If you're not familiar with Faulkner's story you ought to read it. One of the writer's best, it concerns a dying poet, an urbanite who is a bit of a leech and a marginally successful writer, who wanders out of the city to visit an old friend who is himself a famous, highly successful novelist.
The novelist has a new wife who has recently experienced the "visitor syndrome" and is quite upset that her husband has invited yet another down-and-out "artist" to their pristine countryside home for a visit. While visiting, the poet seduces the wife, fights with the author about that fact, reveals he is dying, and patches things up enough to bring out a final book of poems with the famous writer's assistance.
A pretty basic story, but my God, it was Faulkner, which means it is beyond great.
The film had many of the problems usually associated with homemade, no-budget projects from the VHS era. Digital video cameras had yet to hit the mass market in 1994, and I used a couple of VHS decks to finish the final edit.
You get what you pay for in a project of this scope, but I'll say this, the acting was fine. The audio was poor to okay, the lighting was poor to passable, and the editing, which I was solely responsible for, was atrocious.
I'd forgotten how bad it really was. It could and should have been so much better. Looking back, I'd volunteer that I blew a great opportunity.

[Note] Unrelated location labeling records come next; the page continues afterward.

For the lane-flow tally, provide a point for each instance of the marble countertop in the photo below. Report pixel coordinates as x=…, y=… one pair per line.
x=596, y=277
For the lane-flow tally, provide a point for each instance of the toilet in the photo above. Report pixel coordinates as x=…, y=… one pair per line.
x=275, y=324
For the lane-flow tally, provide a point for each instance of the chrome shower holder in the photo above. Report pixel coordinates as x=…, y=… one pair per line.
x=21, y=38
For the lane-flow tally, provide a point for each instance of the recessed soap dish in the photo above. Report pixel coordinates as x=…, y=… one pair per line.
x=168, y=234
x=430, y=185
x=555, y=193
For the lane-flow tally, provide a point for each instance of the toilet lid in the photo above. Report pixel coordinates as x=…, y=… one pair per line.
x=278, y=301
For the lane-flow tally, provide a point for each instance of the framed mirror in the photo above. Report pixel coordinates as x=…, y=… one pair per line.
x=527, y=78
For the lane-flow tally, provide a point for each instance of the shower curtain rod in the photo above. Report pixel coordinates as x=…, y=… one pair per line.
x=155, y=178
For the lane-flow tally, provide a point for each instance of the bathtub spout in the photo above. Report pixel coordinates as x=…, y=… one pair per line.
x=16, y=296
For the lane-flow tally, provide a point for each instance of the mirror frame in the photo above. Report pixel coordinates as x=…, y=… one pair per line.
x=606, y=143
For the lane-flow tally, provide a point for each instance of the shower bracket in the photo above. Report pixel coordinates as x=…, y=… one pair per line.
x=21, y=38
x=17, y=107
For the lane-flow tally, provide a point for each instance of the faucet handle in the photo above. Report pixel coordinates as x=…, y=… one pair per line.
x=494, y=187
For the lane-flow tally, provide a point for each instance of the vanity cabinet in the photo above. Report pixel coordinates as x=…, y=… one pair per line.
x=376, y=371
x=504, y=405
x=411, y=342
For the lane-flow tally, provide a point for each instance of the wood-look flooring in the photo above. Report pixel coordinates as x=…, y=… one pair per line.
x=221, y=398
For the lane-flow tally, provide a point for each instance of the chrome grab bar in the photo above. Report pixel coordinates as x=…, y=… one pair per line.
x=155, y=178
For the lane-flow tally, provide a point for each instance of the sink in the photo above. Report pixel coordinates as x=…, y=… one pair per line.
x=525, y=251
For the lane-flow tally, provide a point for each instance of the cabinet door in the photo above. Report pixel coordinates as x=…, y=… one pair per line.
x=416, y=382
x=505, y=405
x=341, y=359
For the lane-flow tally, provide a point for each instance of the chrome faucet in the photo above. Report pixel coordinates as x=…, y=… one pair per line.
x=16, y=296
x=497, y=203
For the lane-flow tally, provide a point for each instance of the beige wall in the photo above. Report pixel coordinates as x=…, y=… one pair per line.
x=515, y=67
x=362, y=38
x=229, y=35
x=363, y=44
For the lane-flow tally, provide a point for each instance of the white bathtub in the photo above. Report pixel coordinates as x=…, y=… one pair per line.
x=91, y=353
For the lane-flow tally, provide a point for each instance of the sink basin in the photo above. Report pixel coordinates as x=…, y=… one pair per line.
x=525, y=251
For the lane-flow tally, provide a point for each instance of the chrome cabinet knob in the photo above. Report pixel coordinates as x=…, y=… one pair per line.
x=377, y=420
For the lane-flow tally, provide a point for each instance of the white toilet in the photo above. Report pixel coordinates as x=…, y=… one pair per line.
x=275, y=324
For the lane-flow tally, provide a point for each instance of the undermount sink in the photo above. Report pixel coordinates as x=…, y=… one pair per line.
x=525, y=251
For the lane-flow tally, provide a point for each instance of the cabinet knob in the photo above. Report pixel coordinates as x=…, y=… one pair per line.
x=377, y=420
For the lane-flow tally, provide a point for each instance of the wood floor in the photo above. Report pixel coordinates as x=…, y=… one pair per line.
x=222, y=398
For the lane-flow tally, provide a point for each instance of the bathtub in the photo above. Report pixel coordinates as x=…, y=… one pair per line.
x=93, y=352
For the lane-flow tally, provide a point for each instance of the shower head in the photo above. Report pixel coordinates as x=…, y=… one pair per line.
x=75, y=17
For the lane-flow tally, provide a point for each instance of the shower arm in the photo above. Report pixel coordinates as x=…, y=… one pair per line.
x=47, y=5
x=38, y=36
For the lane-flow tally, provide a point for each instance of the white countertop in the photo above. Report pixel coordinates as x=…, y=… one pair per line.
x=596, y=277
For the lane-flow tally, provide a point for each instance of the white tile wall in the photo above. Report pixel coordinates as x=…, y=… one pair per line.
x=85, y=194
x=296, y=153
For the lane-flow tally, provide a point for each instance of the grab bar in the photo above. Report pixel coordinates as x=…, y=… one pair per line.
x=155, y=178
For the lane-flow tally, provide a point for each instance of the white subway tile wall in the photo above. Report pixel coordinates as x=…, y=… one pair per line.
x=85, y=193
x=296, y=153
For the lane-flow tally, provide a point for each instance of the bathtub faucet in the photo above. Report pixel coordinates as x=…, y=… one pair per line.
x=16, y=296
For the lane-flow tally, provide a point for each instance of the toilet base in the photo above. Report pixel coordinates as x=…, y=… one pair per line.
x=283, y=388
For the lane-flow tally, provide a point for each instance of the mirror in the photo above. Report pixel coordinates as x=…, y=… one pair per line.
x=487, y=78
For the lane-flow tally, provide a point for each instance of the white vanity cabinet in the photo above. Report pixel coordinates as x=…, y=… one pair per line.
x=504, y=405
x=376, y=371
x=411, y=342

People were nice not to mention it for years and years, except my shooter on the project who repeatedly said, "Man, the editing was horrible!"
How right he was.
But Lo! In this new-tech age I've been leased a second chance. Though I'm not in possession of the original VHS footage, I've been able to take liberties with the DVD, downloading it to Movie Maker and assembling something like a new version of the program.
I'm working on it as I teach myself some of the tricks of Microsoft's Movie Maker tools, so it's progressing rather slowly, but I think I can turn this old sows ear into a silk purse, or at least improve it.
I've retitled the film from it's original "What Time Is Left," to simply "The Visitor."
A sad yet interesting fact--three of the cast members on this project are now dead. Two of them died far too young, the third, the actor who played the dying poet in the film, lived to be considerably older than the protagonist in the movie.
I'll let you know how things transpire. Maybe I'll place the new edit on YouTube in the future.